Combinatoria, la comunicazione fattore strategico per il post-Covid19. Controproducente mantenere gli stessi standard. Calibrare quindi nuove forme di ‘racconto’

(Da sinistra Elisa Cicognola e Barbara Verducci, Combinatoria Creativa)

La comunicazione è da sempre alla base del successo di un’azienda, di un brand, di un prodotto/servizio, di un imprenditore. Abbiamo a tal proposito voluto dialogare con chi della comunicazione ne esprime il massimo valore attraverso la propria professionalità. Combinatoria, l’agenzia di Elisa Cicognola e Barbara Verducci, tende ad entrare nel cuore della visione imprenditoriale e a farla ‘esplodere’ attraverso la cosiddetta ‘buona comunicazione’, quella legata anche ai risultati e alle performance.

Con Elisa e Barbara abbiamo voluto ‘conversare’ su ‘cuoreeconomico’, proprio perché le imprese, superata la fase tragica della pandemia sanitaria, dovranno affrontare il tema della ripartenza e quindi non prescindere da un’azione comunicativa rinnovata e incisiva, seppur con budget forse ridotti.

 Il COVID 19 ha praticamente colpito in modo violentissimo l’economia nazionale. Da dove ricominciare. La comunicazione può essere un fattore su cui puntare?

 ‘Nessuno conosce ancora le dimensioni che potrà raggiungere la crisi indotta dalla pandemia. È ipotizzabile che si tratterà di uno shock ancora peggiore di quello seguito alla grande crisi finanziaria del 2007-2008. E se è vero che i modelli del passato non possono essere presi come riferimento assoluto, è un fatto che nei periodi di maggiore difficoltà economica investire in comunicazione è strategico e cruciale’.

Le Pmi saranno quelle che più soffriranno questa situazione improvvisa. Temete che gli imprenditori, sbagliando, taglieranno gli investimenti in comunicazione?

 ‘Come dimostrano anche le campagne adottate dai grandi gruppi e non solo in questi mesi, è fondamentale non perdere il contatto con il proprio pubblico e la propria clientela. Quando tutto intorno sembra affondare serve far passare il messaggio che l’azienda c’è ancora, e ci sarà.

Mai lasciare il dubbio che non sia in grado di sostenere l’instabilità del momento. L’altro aspetto centrale è relativo alla stessa funzione delle aziende, che in molti casi è e sarà costretta a cambiare per adeguarsi e adattarsi al nuovo mondo in cui abbiamo cominciato a vivere subito dopo l’inizio dell’emergenza Coronavirus. Numerose imprese si sono trovate costrette a riconvertire la propria attività, o hanno avuto l’intuizione di farlo.

In questi casi è ancora più importante comunicare nel migliore e più chiaro dei modi il nuovo corso intrapreso. Indubbiamente è controproducente mantenere gli stessi standard di comunicazione di prima: apparirebbero obsoleti, darebbero un’impressione profondamente negativa.
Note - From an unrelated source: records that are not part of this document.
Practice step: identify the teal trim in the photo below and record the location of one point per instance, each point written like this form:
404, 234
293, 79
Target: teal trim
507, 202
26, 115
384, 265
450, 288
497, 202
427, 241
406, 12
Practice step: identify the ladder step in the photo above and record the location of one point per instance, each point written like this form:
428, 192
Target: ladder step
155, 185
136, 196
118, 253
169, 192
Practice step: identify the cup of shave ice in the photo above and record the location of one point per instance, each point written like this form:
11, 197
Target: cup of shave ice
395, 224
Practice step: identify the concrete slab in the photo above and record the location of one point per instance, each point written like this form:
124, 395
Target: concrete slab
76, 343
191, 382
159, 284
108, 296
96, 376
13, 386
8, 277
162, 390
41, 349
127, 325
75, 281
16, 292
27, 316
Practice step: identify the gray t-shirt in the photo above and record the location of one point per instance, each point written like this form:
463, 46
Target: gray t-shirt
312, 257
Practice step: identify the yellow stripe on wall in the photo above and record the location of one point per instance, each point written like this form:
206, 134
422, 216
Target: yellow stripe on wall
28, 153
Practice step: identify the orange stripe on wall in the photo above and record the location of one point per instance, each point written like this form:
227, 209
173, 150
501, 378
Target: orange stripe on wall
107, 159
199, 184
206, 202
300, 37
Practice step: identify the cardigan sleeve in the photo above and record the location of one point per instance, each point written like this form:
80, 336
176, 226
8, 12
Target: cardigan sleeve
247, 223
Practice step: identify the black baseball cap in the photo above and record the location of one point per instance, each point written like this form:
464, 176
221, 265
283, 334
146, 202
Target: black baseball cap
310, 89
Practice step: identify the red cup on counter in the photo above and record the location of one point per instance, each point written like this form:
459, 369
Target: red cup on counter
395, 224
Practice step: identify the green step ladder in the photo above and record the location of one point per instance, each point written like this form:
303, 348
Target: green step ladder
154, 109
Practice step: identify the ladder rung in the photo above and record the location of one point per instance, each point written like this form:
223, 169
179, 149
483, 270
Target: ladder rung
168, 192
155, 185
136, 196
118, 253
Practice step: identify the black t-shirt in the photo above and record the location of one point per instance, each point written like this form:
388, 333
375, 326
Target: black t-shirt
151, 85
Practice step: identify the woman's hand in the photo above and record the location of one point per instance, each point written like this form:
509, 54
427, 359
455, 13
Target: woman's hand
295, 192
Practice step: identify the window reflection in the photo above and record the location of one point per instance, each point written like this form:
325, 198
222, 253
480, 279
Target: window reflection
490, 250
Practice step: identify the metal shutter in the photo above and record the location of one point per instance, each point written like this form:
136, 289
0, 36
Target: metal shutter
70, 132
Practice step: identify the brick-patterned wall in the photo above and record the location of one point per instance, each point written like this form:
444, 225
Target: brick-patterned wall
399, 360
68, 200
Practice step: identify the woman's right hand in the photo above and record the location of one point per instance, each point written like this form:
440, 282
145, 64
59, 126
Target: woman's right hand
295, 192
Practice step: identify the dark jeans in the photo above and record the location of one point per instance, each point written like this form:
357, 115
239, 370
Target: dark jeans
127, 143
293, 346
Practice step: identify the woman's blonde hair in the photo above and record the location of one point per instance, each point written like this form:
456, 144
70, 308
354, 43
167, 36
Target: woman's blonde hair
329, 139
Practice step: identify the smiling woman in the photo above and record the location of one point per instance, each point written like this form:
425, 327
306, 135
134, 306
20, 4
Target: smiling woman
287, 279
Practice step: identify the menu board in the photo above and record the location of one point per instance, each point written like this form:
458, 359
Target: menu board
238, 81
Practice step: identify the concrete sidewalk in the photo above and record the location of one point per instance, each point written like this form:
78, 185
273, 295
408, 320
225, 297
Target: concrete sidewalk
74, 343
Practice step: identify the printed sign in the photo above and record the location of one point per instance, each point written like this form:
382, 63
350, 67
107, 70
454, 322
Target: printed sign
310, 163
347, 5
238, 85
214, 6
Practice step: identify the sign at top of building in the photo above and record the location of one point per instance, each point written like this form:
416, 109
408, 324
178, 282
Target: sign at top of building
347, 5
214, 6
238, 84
Meglio quindi calibrare nuove forme di racconto, sperimentare strumenti nuovi, diversificare il più possibile in base a target di potenziale clientela che, per tipo e distribuzione, saranno inevitabilmente diversi rispetto a prima.

La comunicazione, in tempo di pandemia, è ancor più che al solito un investimento a medio e lungo termine che, se fatta nel modo giusto, porterà sicuramente buoni frutti’.

La vostra società opera prevalentemente fra l’Umbria e le Marche.Quale regione sarà più pronta alla ripartenza?

 ‘È impossibile dirlo. La situazione appare critica ovunque, e molto fluida. Faranno la differenza le misure messe in atto dalle Regioni e dallo Stato centrale, e allo stesso tempo sarebbe forse più corretto ragionare in termini di contesto economico in cui le singole aziende si muovono.

Quelle abituate a confrontarsi con mercati internazionali avranno probabilmente più strumenti per reggere l’urto della crisi, anche se potrebbero soffrire la concorrenza di soggetti operanti in Paesi meno toccati dalla pandemia, o che ne sono stati investiti prima. Anche in questo caso, oltre a un’attività di pressione sulle istituzioni perché garantiscano una tutela forte e reale, sarà decisivo approntare una comunicazione chiara e penetrante’.